O que eles são muito bons é em contato pessoal. Apesar de que eles me tratam com bastante desconfiança ainda, depois de algum tempo rola uma conversa mais relaxada. Os olhares que sinto são diversos, mas que me causam alguma tensão. As vezes me sinto como um turista americano na praia de Copacabana, as vezes me sinto um europeu explorador, as vezes o sultão do petróleo cheio da grana... Tudo menos "um deles". Isso com certeza.
.
.
.

Mas tenho esperança que isso mude um dia. Pois por enquanto a casca européia ainda esta muito presente. Até agora não consegui relaxar caminhando pelas ruas. Olho com olhos de estrangeiro caminho em ritmo acelerado, como quem tem um objetivo traçado.
.
.
.
Eles, por outro lado, tem um espirito diferente. Você olha pra cara de qualquer um, e não parece que estejam realmente desempenhando aquela tarefa. Quando caminham, são cheios de graça, de rebolado, de aparente despreocupação... Quando alguém esta te atendendo ou trabalhando, parece que estão jogando paciência e muitas vezes tem 5 pessoas pra uma tarefa, sendo 4 observadores... Acho que é por isso que me lembrou Porto Seguro.
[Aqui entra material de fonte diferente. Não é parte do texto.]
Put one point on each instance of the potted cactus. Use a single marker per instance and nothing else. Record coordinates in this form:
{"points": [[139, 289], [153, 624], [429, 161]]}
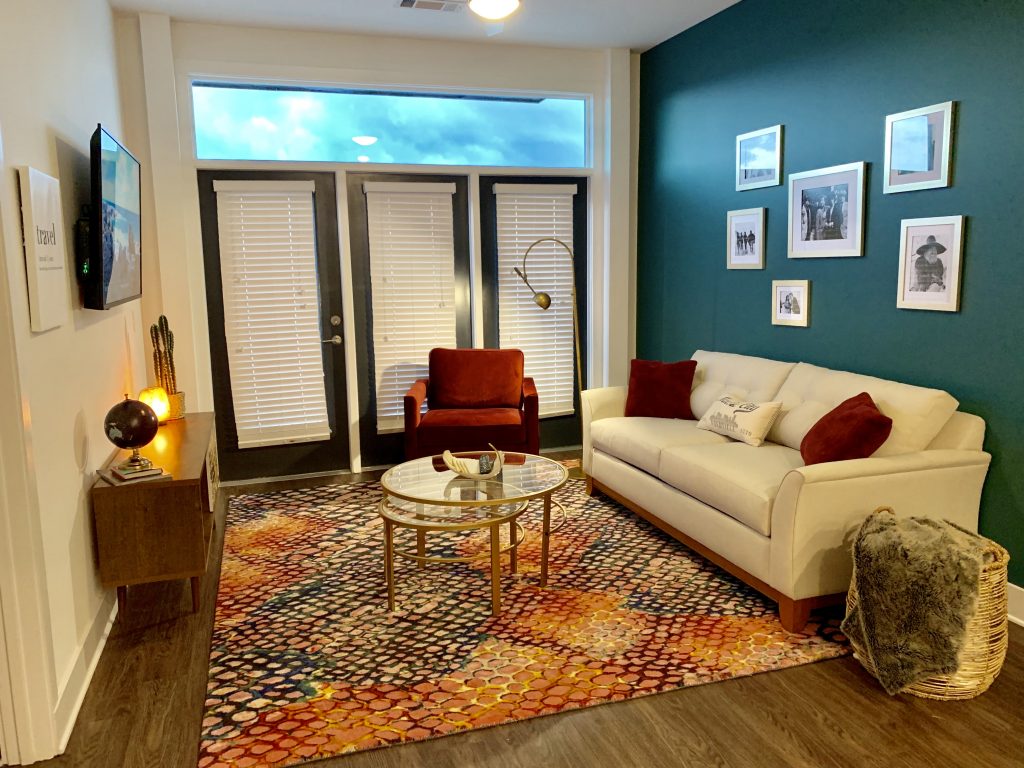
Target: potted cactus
{"points": [[163, 364]]}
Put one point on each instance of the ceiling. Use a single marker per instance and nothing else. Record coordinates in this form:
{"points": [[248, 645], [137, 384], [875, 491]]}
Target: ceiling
{"points": [[638, 25]]}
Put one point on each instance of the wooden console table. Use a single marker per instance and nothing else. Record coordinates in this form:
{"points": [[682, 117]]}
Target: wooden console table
{"points": [[155, 530]]}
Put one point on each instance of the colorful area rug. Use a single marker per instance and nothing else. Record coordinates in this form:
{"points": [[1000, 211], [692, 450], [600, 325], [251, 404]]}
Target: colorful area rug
{"points": [[306, 663]]}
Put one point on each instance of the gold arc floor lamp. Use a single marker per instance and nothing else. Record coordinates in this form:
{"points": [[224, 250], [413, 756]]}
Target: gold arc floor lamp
{"points": [[543, 300]]}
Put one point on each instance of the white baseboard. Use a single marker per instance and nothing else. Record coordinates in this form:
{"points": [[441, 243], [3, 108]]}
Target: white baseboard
{"points": [[70, 700], [1016, 598]]}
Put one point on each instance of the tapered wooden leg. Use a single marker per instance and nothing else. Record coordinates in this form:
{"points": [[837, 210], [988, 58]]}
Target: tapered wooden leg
{"points": [[389, 562], [794, 613], [513, 552], [545, 540], [496, 569]]}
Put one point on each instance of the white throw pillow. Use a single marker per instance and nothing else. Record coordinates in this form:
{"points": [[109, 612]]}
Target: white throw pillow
{"points": [[749, 422]]}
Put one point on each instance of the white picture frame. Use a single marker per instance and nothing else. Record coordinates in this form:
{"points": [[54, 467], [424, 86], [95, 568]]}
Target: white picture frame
{"points": [[744, 239], [826, 212], [931, 255], [45, 257], [791, 302], [919, 148], [759, 159]]}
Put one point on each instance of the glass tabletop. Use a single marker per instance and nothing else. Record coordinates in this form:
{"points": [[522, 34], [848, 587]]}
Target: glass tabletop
{"points": [[428, 481]]}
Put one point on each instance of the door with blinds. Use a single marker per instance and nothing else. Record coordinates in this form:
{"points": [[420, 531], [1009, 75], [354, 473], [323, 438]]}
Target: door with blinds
{"points": [[515, 213], [273, 299], [411, 279]]}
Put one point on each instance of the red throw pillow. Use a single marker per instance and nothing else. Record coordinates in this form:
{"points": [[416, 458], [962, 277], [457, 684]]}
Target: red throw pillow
{"points": [[854, 429], [660, 389]]}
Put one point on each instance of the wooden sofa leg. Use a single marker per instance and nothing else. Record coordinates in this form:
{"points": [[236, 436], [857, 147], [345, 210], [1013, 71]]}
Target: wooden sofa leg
{"points": [[794, 613]]}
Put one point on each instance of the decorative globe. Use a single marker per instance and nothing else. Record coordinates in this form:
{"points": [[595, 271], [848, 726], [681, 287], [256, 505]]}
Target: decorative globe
{"points": [[130, 424]]}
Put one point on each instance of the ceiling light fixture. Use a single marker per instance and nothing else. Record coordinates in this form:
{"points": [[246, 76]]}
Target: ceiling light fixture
{"points": [[494, 9]]}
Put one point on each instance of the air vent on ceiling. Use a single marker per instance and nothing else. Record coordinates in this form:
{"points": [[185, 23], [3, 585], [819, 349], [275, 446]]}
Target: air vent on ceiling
{"points": [[452, 6]]}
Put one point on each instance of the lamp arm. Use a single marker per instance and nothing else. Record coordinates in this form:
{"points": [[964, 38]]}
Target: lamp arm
{"points": [[576, 316]]}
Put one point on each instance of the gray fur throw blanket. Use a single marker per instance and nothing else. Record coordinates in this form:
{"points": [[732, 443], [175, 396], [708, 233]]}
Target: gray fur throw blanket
{"points": [[916, 592]]}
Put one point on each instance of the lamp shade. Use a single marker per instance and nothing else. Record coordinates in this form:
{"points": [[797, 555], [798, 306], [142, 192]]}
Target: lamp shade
{"points": [[493, 9], [157, 398]]}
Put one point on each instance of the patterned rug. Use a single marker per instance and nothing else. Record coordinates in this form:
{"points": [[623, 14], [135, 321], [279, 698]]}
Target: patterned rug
{"points": [[306, 663]]}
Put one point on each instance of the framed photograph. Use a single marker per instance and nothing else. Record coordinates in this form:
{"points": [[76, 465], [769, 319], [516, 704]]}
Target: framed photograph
{"points": [[826, 212], [931, 252], [45, 259], [791, 302], [759, 159], [744, 244], [919, 144]]}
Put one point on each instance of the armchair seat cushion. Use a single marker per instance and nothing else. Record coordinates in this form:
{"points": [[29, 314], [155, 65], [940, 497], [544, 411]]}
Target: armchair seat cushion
{"points": [[468, 429]]}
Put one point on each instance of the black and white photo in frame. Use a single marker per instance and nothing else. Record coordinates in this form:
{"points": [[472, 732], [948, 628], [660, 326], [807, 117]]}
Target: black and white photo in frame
{"points": [[826, 212], [931, 254], [744, 239], [919, 147], [791, 302], [759, 159]]}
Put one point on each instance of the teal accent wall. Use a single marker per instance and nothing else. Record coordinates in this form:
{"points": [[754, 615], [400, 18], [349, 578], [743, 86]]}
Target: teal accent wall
{"points": [[830, 73]]}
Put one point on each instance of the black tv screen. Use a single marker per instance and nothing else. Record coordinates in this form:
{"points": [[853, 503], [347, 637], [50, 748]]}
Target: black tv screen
{"points": [[114, 273]]}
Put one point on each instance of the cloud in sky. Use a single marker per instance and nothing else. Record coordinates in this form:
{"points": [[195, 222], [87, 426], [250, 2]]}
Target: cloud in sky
{"points": [[265, 124]]}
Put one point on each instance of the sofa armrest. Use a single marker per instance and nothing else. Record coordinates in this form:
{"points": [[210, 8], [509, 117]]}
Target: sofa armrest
{"points": [[819, 508], [603, 402], [531, 409], [413, 403]]}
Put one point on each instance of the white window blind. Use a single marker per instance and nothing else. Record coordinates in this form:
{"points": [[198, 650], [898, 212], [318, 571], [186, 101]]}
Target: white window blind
{"points": [[412, 276], [271, 311], [526, 213]]}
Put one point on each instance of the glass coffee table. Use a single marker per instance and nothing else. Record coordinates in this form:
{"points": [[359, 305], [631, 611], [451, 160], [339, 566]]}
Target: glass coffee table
{"points": [[426, 496]]}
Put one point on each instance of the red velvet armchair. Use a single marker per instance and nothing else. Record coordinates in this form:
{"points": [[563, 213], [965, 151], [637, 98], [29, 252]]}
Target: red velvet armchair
{"points": [[475, 397]]}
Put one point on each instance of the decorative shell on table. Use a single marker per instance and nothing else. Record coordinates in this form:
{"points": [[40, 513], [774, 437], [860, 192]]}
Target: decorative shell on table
{"points": [[472, 467]]}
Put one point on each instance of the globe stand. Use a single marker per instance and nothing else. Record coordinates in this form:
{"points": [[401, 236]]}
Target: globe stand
{"points": [[135, 462]]}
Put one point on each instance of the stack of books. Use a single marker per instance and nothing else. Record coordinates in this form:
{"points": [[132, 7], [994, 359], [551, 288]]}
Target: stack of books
{"points": [[122, 475]]}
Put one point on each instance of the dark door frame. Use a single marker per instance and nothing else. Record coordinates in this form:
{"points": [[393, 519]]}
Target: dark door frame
{"points": [[303, 458]]}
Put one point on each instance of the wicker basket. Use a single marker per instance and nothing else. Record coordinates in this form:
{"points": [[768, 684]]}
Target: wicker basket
{"points": [[985, 644]]}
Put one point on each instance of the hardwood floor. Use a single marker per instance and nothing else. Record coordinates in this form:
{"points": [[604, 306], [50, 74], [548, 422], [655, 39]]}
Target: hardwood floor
{"points": [[145, 701]]}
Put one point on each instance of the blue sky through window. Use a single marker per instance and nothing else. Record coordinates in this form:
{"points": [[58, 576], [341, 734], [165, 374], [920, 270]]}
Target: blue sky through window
{"points": [[235, 123]]}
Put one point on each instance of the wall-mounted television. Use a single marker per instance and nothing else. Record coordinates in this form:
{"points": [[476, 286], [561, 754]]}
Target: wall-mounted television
{"points": [[111, 267]]}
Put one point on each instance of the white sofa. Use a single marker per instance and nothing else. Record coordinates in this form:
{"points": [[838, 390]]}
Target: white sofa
{"points": [[783, 527]]}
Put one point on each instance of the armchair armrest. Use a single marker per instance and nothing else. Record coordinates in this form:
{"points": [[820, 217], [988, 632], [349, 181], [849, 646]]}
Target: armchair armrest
{"points": [[819, 508], [603, 402], [413, 404], [531, 409]]}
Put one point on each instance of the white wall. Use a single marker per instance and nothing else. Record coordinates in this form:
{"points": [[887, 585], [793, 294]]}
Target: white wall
{"points": [[58, 78], [184, 50]]}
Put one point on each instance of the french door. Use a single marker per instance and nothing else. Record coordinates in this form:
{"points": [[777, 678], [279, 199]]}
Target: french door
{"points": [[273, 297]]}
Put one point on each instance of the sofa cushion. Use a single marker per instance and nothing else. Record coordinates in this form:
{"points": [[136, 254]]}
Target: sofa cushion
{"points": [[660, 389], [854, 429], [475, 378], [810, 392], [462, 429], [640, 439], [735, 478], [741, 376]]}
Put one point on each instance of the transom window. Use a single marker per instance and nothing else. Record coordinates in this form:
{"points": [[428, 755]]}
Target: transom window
{"points": [[358, 126]]}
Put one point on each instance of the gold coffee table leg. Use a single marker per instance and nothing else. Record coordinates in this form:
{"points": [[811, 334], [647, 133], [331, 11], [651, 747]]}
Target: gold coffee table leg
{"points": [[389, 562], [513, 557], [545, 540], [496, 569]]}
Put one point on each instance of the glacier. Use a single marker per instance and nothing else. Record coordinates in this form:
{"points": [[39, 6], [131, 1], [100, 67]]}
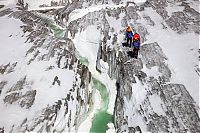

Um clima de tranqüilidade, de que o tempo parou... o sol forte, muita gente pela rua, crianças correndo, batalhões de vendedores de rua, gente pedindo... e logo o centro da cidade, com a estatua de seu primeiro presidente - Samora Machel -, o único edifício realmente branco da cidade - a igreja da Se - e o palácio do governo. O almoço de hoje foi ótimo. Um Caril de Camarão. Igual o bobó, mas com um gostinho discreto de curry. Achei ótimo. Menos de 10 euros (300 meticais) pra duas pratadas com muitos camarõezinhos, e uma coca-cola. O tempo é ótimo. Não está muito úmido e faz calor. Tem ar condicionado no quarto. As pessoas, muito legais, depois que você quebra o gelo. As lojas aqui perto parecem o centro de vitoria. Preço baixo com produtos simples. Fui num mercadinho que tinha de tudo. Comprei uma pasta de dente e uma escova (já que minha mala não chegou ainda) por 30 meticais. Menos de 1 euro. Sorte que eu trouxe algumas coisas na mala de mão, por precaução.
.
.
.
O metical tem Samora Machel na frente, e bichos variados atras. Veados, elefantes, leões...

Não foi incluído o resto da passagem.